How exactly are eras generated? (e.g., Rx vs. Dx)

Vojtech_Huser · April 16, 2015, 7:39pm

The era tables are very convenient for analysis. However, I have some questions about how they are generated (before I can use them well in my analysis)

The documentation says:

Condition Era records will be derived from the records in the CONDITION_OCCURRENCE table using a standardized algorithm.

 Each Condition Era corresponds to one or many Condition Occurrence records that form a continuous interval.

Considering diagnoses:
If someone has repeatedly diagnosis of osteoporosis, I abstract an era lasting 5 years.
However, how is it done for urinary track infection (which usually lasts weeks)?
Is it the same rule for all diagnoses or is it diagnosis specific?
How do I find the gap for osteoporosis?

Considering drugs:
The documentation says:

The Gap Days determine how much drug-free days are tolerated between two Drug Exposures, without interrupting a Drug Era. Typically, this is set to 30, but could be different for Drugs that are very acute or chronic in their administration or for whom the daily dosing is variable.

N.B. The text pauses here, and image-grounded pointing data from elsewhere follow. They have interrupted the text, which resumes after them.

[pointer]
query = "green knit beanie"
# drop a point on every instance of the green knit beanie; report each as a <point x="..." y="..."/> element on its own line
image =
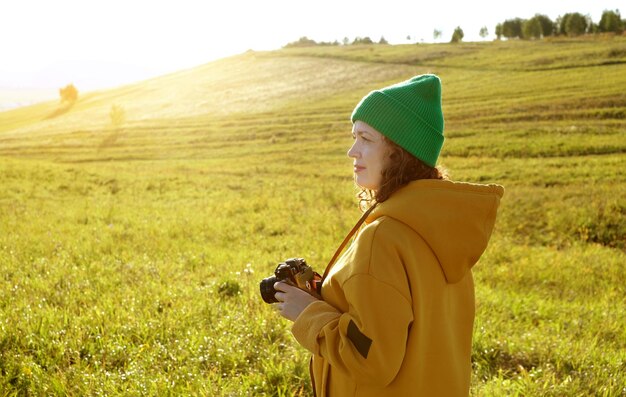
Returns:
<point x="409" y="113"/>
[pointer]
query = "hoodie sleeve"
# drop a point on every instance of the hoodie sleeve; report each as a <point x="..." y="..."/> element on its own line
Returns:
<point x="368" y="342"/>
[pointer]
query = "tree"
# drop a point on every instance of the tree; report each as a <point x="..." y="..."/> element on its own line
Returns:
<point x="611" y="21"/>
<point x="512" y="28"/>
<point x="573" y="24"/>
<point x="364" y="40"/>
<point x="69" y="93"/>
<point x="547" y="26"/>
<point x="302" y="42"/>
<point x="531" y="29"/>
<point x="457" y="36"/>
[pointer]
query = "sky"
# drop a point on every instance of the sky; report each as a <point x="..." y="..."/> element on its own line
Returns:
<point x="100" y="44"/>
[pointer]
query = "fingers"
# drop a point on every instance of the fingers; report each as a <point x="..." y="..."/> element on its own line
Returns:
<point x="280" y="296"/>
<point x="282" y="286"/>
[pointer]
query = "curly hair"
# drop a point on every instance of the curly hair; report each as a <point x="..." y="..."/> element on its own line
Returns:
<point x="402" y="168"/>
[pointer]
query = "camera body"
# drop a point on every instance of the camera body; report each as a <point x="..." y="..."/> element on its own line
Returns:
<point x="294" y="271"/>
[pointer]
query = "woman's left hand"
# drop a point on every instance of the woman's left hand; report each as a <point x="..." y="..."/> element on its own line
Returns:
<point x="291" y="300"/>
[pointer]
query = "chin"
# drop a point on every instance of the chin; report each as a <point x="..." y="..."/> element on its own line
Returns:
<point x="366" y="185"/>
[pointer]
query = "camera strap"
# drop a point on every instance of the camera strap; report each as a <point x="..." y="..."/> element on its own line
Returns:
<point x="345" y="241"/>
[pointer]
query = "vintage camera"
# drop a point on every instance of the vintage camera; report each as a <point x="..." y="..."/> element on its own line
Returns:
<point x="293" y="271"/>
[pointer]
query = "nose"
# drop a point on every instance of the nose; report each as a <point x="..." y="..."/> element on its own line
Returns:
<point x="353" y="152"/>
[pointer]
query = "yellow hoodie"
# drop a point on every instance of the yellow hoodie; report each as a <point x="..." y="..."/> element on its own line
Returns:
<point x="398" y="308"/>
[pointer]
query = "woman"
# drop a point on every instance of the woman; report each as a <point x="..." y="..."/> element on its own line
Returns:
<point x="397" y="308"/>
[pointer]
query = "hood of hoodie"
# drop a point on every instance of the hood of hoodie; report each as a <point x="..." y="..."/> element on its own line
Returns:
<point x="454" y="218"/>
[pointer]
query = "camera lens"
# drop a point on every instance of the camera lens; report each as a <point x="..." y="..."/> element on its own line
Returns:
<point x="267" y="289"/>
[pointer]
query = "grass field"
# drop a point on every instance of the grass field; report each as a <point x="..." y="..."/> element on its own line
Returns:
<point x="130" y="255"/>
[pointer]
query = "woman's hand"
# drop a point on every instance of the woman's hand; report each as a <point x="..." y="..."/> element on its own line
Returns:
<point x="291" y="300"/>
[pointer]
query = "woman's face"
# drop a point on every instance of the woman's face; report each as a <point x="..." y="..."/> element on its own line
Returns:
<point x="370" y="153"/>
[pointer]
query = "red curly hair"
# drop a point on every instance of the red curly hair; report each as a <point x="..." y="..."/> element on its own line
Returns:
<point x="402" y="168"/>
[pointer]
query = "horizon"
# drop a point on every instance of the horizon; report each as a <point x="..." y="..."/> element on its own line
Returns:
<point x="105" y="45"/>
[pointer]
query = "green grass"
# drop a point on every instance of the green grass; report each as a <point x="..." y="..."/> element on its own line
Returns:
<point x="130" y="258"/>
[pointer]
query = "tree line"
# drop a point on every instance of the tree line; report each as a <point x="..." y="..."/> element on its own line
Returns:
<point x="539" y="26"/>
<point x="570" y="24"/>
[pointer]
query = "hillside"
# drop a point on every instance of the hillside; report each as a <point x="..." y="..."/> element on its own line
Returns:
<point x="131" y="254"/>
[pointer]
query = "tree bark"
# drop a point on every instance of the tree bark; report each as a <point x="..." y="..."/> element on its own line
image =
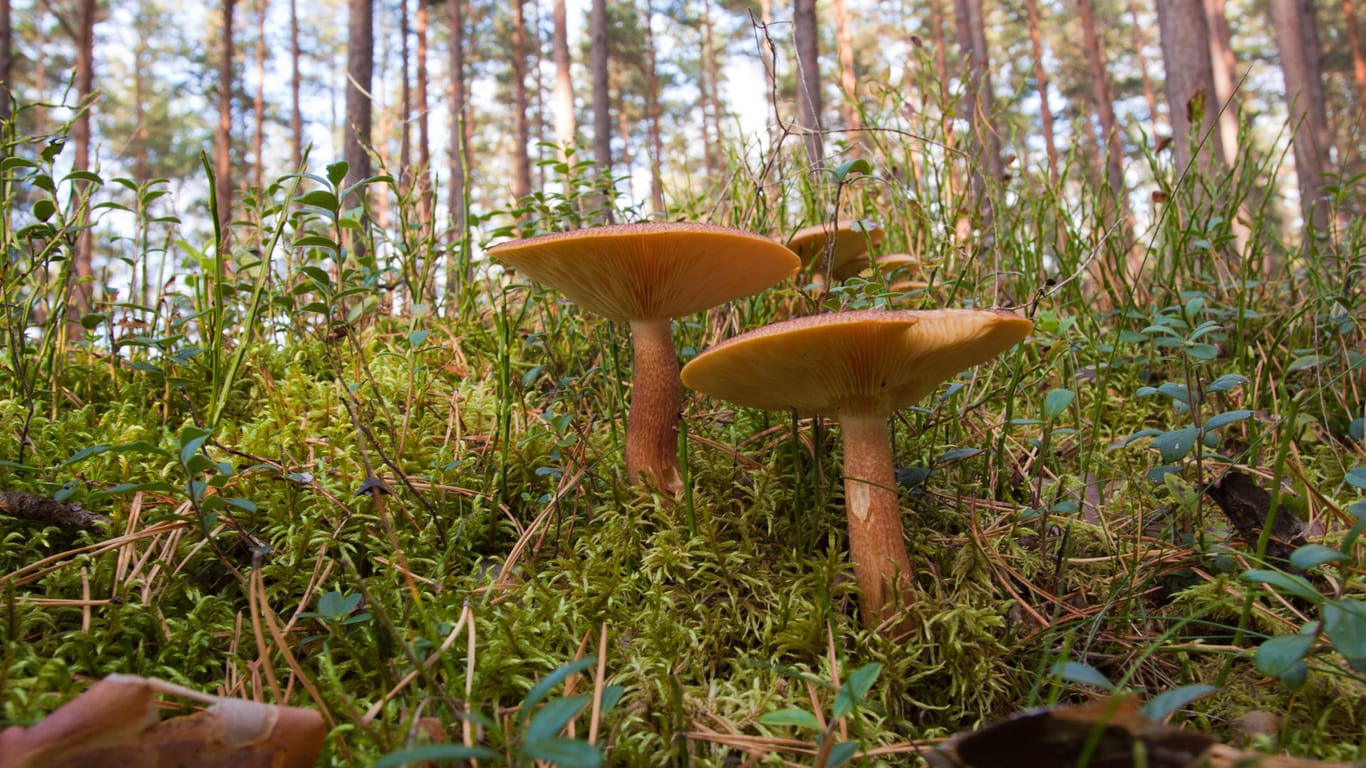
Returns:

Similar questions: Are the rules analogous to diagnoses? In this case, the gap seem to be a function of the drug. How do I find the rules used for ‘atenolol’? (for CDM4, MDCR dataset in IMEDS Research Lab?).
Can the sites have different era rules? (or there is a prevailing set of rules re-used by many)?

jon_duke · April 16, 2015, 9:27pm

This is a great question. Patrick and I sat for quite a while one evening
in Sweden poring over how to set up eras for conditions, some clearly acute
and some clearly chronic, and some in between. I don’t believe drugs have
been considered using similar rule variations.

Patrick?

Christian_Reich · April 16, 2015, 11:01pm

Gents:

Why couldn’t the data tell that? We could for each product generate the distribution of distance between individual admistrations (in case of drug) or diagnoses (in case of condition) and try to infer what a good persistence window would be. This could be improved by finding out (e.g. from the label) whether e.g. a “chronic” drug a drug is interventional (like pain meds, taken when it aches) or to control a certain condition (anitdiabetics, coagulants, immune suppressants). Likewise, for conditions, you could use the hierarchy to improve by comparing closely linked conditions to each other, who are likely on teh same scale of acuteness.

What did you have in mind?

hripcsa · April 16, 2015, 11:15pm

I know Jon Duke looked at this, and this was one of Adler Perotte’s research areas. George

aperotte · April 16, 2015, 11:45pm

Hi all,

Yes, I am currently exploring the use of hidden markov models for inferring
condition eras and drug eras. The hope is that we could learn
condition/drug specific parameters that would both characterize the
chronicity of the condition/drug and allow for inference of condition/drug
eras that are robust to noise.

There are limitations to this approach, but we think it’s worthwhile
exploring. Any thoughts?

Christian_Reich · April 17, 2015, 12:16am

Adler:

Sounds like a cool idea. But do we have any idea of truth? Take Warfarin, which should be taken non-stop forever (till the atrial fibrillation gets taken care of), but can we really make the persistence window infinite between two successive records? Maybe the patients did interrupt the treatment? How do you intent to measure the quality of the model?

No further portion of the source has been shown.